Facebook CEO says social media companies need to be government regulated
Source: NYTimes



Facebook CEO Mark Zuckerberg said on Saturday that social media companies need regulations from governments in order to deal with the increasing amount of harmful content online.

Speaking at the Munich Security Conference in Germany, Zuckerberg said, “Even if I’m not going to agree with every regulation in the near term, I do think it’s going to be the thing that helps creates trust and better governance of the internet and will benefit everyone, including us over the long term.”

“In the absence of that kind of regulation, we will continue doing our best, we are going to build up the muscle to do it, to basically find stuff as proactively as possible,” Zuckerberg added.

Zuckerberg said content published on Facebook cannot be controlled to the same extent as content that appears in other media like newspapers because of the large volume of content published every day.

“Right now there are two frameworks that I think people have for existing industries – there’s newspapers and existing media, and then there’s the telco-type model, which is ‘the data just flows through you’, but you’re not going to hold a telco responsible if someone says something harmful on a phone line,” he said.

With about 100 billion posts published on Facebook daily, Zuckerberg says that it is “simply not possible to have some kind of human editor responsible to check each one”.

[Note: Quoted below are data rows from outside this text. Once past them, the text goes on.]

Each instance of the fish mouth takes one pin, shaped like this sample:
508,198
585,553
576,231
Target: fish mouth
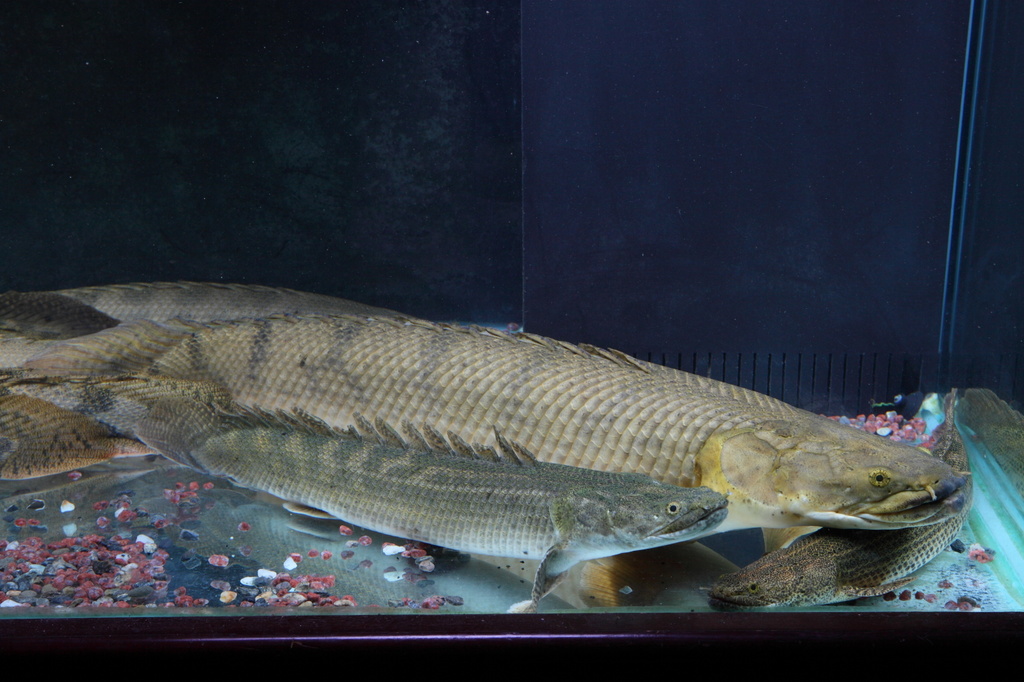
906,509
688,528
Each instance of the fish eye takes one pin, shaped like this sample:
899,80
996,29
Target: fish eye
880,477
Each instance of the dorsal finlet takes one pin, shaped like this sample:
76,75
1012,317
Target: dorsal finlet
461,446
389,435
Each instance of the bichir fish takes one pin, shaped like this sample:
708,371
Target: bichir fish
571,405
833,565
496,501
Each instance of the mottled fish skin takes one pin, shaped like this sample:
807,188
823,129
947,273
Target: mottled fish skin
38,438
474,499
570,405
832,565
999,427
208,301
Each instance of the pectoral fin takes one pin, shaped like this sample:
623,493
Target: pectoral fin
552,570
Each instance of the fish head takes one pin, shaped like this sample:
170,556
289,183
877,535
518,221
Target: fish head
814,471
637,514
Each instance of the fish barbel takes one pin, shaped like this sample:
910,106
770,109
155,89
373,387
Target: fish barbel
496,501
569,405
832,565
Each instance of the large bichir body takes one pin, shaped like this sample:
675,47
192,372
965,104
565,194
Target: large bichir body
836,565
569,405
489,501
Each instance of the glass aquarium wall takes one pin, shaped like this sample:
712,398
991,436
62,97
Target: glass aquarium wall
762,192
817,201
369,151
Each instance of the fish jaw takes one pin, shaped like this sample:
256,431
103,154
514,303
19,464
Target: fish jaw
594,523
813,471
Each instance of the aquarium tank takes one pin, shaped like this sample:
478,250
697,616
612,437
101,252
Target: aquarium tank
815,202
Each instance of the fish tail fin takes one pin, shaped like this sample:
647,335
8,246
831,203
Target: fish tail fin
38,438
128,347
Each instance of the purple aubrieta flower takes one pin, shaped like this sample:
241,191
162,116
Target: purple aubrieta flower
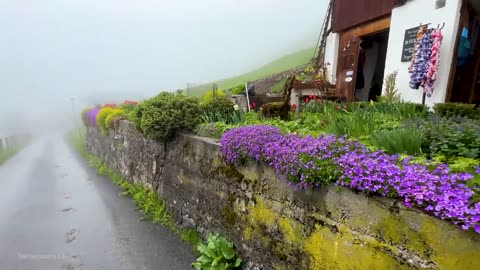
305,162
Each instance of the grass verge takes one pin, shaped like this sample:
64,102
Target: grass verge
147,202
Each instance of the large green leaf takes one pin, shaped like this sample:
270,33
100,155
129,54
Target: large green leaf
237,262
227,250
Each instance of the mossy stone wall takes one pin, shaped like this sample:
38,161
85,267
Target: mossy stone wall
275,226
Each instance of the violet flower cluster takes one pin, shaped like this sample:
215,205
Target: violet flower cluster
91,117
309,162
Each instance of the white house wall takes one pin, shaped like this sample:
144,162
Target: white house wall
331,56
411,15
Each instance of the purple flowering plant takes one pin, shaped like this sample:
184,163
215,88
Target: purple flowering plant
309,162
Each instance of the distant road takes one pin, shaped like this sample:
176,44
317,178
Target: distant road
56,213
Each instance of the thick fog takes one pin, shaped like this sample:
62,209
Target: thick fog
53,52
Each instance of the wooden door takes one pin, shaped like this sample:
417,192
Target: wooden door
347,65
348,55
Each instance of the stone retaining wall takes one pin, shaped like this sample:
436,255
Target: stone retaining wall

Acknowledging Facebook’s position as something between a telecommunication company and a newspaper, Zuckerberg suggested that some kind of third regulatory system is required, potentially a mix of existing rules for telecommunication and media companies.

Stopping the spread of false information

In recent years, social media companies like Facebook have had to deal with increasing public pressure to stop the spread of false information on their platforms. The social media giant has had to deal with the fallout from Russian interference in the 2016 US presidential elections, as well as the Cambridge Analytica scandal in 2018, which led to the launch of antitrust investigations into the company in 2019.

The company launched new political advertising policies in the US in 2018, which required political ads to display who had paid for them.

Speaking at the Munich Security Conference, Zuckerberg admitted that Facebook had been slow to recognize how domestic and foreign actors were interfering in elections. He added that malicious actors were becoming more sophisticated in covering their tracks by masking the IP addresses of users.

Zuckerberg affirmed that Facebook has improved its work countering election interference by employing a team of 35,000 people to review online content and implement security measures.

Zuckerberg said that these employees, with the help of AI, currently suspend more than a million fake accounts every day.

“Our budget [for content review] is bigger today than the whole revenue of the company when we went public in 2012, when we had a billion users,” he said.